Command line arguments:
ngramfreq file1.txt file2.txt
Standard input and command line args combined:
cat first.txt | ngramfreq second.txt
Search for bigrams instead of trigrams:
ngramfreq -s 2 file1.txt
Output the top 10 instead of the top 100:
ngramfreq -n 10 file1.txt
This application is written in Go, using only the Go standard library. Follow the Go install guide appropriate for your OS.
Prerequisites:
- Go (1.8+)
You'll want to check the project out in your $GOPATH
.
mkdir -p $GOPATH/src/github.com/samg
git clone git@github.com:samg/adlio-coding-exercise
cd adlio-coding-exercise
Tests should be run from the cmd/ngramfreq
directory:
cd cmd/ngramfreq
go test
Compile and run the app from the cmd/ngramfreq
directory:
cd cmd/ngramfreq
go build
./ngramfreq ./testdata/sonnets.txt
This project's architectural decisions are being tracked in Markdown files in the adr directory.

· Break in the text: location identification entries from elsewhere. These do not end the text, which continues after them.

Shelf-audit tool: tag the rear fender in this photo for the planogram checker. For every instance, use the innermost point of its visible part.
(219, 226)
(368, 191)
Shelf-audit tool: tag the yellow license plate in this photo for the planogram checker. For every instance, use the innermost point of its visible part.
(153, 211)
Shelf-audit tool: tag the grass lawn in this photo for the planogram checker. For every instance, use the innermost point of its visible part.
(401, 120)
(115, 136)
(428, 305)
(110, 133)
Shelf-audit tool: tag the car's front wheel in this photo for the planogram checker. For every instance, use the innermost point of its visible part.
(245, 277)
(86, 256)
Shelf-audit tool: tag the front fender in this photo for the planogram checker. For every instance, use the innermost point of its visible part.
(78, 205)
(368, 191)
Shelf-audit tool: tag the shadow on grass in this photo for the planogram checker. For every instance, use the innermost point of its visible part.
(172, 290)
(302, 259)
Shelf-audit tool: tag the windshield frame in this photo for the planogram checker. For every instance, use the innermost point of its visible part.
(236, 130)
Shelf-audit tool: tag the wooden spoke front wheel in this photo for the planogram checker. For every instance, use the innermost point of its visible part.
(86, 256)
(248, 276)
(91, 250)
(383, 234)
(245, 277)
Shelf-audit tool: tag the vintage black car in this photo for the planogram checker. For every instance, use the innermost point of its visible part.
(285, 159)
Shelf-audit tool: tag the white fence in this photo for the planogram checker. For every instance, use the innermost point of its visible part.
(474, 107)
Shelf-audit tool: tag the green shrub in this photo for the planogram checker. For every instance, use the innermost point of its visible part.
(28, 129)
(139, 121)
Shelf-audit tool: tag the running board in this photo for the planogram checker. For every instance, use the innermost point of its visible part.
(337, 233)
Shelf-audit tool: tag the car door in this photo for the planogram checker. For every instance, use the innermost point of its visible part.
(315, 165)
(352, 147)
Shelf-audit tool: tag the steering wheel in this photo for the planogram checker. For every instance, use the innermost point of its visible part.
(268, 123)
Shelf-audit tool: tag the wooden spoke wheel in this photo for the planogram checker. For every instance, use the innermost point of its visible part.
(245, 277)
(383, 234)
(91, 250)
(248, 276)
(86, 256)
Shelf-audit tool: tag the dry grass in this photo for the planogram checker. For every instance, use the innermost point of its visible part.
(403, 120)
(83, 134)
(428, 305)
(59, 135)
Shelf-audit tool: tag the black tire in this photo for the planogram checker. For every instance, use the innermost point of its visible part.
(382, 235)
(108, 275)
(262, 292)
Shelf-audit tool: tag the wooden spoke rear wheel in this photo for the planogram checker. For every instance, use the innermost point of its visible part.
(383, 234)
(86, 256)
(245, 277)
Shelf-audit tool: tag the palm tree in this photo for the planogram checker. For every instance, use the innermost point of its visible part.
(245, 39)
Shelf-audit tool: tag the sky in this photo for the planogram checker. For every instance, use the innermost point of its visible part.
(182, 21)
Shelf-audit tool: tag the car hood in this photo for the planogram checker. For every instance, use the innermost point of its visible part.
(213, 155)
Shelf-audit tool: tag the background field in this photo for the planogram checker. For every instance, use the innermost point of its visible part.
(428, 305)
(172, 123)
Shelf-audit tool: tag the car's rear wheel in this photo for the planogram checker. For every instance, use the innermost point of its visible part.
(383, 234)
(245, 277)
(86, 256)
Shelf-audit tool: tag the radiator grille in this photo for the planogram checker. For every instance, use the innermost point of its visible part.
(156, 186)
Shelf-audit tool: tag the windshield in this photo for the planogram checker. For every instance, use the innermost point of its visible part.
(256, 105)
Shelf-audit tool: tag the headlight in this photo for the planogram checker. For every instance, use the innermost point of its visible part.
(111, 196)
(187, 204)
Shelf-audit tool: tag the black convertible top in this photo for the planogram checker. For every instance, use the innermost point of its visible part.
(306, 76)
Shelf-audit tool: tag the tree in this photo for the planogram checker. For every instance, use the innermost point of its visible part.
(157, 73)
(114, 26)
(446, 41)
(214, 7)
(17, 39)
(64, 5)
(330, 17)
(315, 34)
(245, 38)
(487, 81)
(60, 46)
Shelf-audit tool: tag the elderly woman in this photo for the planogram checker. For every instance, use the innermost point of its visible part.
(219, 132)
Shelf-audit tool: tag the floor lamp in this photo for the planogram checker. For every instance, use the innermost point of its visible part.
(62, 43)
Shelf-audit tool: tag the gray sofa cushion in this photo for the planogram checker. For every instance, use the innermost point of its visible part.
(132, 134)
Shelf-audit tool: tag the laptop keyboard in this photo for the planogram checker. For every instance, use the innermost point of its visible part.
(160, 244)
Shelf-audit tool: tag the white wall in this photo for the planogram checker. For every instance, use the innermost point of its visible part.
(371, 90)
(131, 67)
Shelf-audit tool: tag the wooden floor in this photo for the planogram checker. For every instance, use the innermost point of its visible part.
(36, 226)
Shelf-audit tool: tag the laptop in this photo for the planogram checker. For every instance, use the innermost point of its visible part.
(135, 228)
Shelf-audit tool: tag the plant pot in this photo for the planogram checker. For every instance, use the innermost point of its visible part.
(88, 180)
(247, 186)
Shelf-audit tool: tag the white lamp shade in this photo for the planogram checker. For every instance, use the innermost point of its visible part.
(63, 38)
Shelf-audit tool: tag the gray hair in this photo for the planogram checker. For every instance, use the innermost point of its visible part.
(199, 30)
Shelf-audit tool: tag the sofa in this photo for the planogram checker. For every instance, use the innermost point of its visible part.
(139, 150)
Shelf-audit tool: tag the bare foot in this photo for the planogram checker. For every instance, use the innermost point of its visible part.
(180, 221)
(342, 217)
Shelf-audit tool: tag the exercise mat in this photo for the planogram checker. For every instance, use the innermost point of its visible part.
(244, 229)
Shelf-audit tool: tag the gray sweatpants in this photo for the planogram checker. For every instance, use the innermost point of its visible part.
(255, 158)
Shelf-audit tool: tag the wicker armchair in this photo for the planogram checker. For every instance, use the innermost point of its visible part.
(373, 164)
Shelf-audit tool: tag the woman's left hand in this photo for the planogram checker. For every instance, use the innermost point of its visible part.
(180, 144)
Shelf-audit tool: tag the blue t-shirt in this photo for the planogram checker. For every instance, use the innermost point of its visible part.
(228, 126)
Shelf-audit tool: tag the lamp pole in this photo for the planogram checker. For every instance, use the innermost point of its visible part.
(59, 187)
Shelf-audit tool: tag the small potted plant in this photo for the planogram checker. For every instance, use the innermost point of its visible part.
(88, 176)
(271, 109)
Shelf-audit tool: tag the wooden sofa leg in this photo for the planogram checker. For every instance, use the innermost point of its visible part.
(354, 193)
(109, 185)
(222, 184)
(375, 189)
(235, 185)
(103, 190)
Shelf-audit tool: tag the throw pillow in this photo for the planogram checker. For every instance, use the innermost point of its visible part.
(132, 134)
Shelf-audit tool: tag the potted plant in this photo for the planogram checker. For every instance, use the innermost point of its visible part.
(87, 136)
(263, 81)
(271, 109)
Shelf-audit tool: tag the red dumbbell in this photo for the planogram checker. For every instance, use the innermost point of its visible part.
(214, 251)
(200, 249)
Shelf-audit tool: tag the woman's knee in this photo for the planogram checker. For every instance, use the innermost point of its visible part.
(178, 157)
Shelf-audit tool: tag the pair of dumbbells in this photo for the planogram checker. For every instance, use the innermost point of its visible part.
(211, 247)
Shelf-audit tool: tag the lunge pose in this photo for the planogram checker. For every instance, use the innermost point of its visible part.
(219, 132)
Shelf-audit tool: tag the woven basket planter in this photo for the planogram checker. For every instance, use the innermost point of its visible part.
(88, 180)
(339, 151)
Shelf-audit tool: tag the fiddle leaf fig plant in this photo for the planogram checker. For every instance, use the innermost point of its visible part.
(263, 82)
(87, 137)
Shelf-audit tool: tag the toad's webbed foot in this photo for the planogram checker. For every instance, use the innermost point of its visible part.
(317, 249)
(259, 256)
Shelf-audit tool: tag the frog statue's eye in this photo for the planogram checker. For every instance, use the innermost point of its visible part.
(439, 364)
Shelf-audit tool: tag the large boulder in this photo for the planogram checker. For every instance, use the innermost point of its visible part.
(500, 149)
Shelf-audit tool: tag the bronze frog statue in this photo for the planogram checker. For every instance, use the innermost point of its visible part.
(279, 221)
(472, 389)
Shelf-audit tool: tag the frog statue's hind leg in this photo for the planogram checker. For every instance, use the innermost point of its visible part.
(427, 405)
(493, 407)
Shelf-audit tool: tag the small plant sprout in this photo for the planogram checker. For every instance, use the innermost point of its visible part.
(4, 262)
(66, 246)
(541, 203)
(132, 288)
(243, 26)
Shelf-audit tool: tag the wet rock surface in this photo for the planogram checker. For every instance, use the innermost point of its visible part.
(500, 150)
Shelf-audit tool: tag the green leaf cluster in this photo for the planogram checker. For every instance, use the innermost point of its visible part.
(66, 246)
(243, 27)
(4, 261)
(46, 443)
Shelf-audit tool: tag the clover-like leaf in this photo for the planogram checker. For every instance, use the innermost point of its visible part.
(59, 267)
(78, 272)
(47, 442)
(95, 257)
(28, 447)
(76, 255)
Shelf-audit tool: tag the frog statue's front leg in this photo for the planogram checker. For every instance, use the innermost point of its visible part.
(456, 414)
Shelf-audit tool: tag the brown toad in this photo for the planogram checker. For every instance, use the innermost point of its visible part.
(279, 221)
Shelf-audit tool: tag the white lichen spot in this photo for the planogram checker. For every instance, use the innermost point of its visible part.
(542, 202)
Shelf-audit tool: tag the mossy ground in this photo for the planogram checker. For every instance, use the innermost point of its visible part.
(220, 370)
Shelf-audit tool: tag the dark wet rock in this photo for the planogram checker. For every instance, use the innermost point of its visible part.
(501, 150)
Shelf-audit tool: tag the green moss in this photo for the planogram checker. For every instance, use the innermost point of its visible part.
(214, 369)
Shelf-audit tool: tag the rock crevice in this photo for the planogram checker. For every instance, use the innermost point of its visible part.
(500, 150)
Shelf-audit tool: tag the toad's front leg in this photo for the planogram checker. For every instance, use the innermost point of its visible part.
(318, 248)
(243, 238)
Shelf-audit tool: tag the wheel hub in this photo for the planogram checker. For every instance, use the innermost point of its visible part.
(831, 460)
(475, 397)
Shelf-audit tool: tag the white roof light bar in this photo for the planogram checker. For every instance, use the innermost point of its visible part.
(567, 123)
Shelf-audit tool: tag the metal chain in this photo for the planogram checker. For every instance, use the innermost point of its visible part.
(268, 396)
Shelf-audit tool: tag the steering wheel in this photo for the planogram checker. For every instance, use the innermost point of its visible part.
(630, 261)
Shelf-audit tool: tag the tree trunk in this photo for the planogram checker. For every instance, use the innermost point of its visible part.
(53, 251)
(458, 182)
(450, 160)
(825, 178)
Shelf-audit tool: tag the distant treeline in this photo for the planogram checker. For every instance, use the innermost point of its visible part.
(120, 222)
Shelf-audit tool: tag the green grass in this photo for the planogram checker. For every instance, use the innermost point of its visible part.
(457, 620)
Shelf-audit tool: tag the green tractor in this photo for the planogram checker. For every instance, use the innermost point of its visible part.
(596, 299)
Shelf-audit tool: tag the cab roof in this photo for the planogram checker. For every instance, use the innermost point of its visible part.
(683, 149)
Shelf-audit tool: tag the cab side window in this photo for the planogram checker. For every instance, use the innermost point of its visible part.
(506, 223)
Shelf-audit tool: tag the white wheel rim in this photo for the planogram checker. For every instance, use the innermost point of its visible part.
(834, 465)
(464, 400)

Below are the original requirements for this project:
-
The program can be written in any language but should be easy to run.
-
It should accept as arguments a list of one or more file paths (e.g. ./solution file1.txt file2.txt ...). The program also accepts input on stdin (e.g. cat file1.txt | ./solution).
-
The program outputs a list of the 100 most common three word sequences in the text, along with a count of how many times each occurred in the text.
For example:
231 - i will not 116 - i do not 105 - there is no 54 - i know not 37 - i am not
-
The program ignores punctuation, line endings, and is case insensitive (e.g.
I love\nsandwiches.
should be treated the same as(I LOVE SANDWICHES!!)
). -
The program is capable of processing large files and runs as fast as possible.